DH-412: History and the Digital Research Project

Primary LanguageHTMLMIT LicenseMIT

DH-412 History and the Digital

By: Arthur, Ryan, and Thomas

Research Question: How has feminism been framed in US newspapers from 1980 to 2009?

This Github repository contains all of our code for the project, as well as the data generated for it. An explanation of the key parts of the repository are found below.

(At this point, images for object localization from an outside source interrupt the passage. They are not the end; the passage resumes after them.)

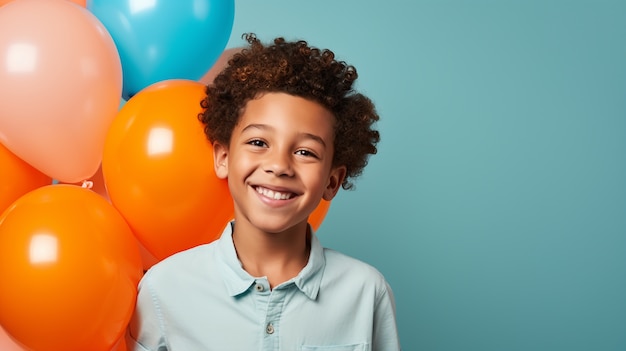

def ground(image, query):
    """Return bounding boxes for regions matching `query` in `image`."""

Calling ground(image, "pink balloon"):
[62,163,110,201]
[0,0,122,183]
[199,47,242,85]
[0,325,25,351]
[0,0,86,7]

A copy of our final rpeort is also viewable in the PDF.

data/ folder

This folder contains all of the data that we would be using for analysis and/or further processing:

  • .zip files of our .csv files of our raw data, and processed data for topic modelling and colocation (you would need to unzip the zip locally)
  • the results of our nltk colocations, both as .csv and also .txt
  • additional stopwords used in stopwords-en.txt
  • word weightings for our topic modelling results in tm_word_weights.txt
  • some of the graphs/figures we used

There is also a subfolder, under data/sample_articles, which includes the full article of the sample articles we referenced in our report.

lda_models/ folder

This folder contains the visualized LDA Models as .html files on each decade, as well as for the New York Times and Pittsburgh Post-Gazette. Visualized with pyLDAvis library.

0_rtf_conversion.ipynb

convert the rtf files taken from Nexis Uni into a csv for later use as a Pandas dataframe.

1_pre_processing.ipynb

Pre-process our data that we converted, namely into a cleaned text csv for topic modelling and for colocation. The only difference between the two is that the colocated cleaned text was not lemmatized to maintain the actual word that it was, whereas for the purposes of topic modelling we lemmatized.

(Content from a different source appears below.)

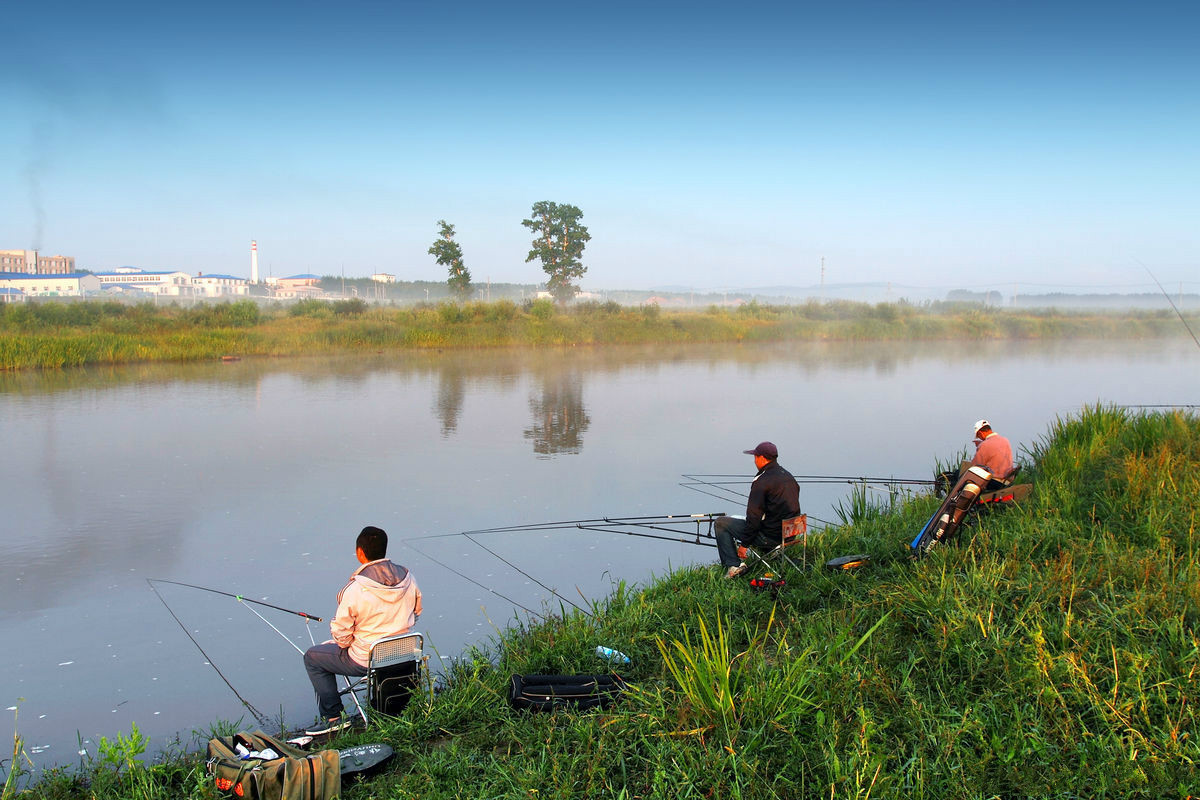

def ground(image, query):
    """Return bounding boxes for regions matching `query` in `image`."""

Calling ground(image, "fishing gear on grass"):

1.1_plot_information.ipynb includes just some more statistics of our data, and a plot

2_nltk_colocates.ipynb

This is the file where we used the nltk collocation library to perform the colocates.

2.1_colocate_graphs.ipynb is where we made the bump plot to show the change of colocate rankings over the three decades.

3_topic_modelling.ipynb

This is the topic modelling file which was used to run the LDA model on the three different decades, as well as the two separate newspapers.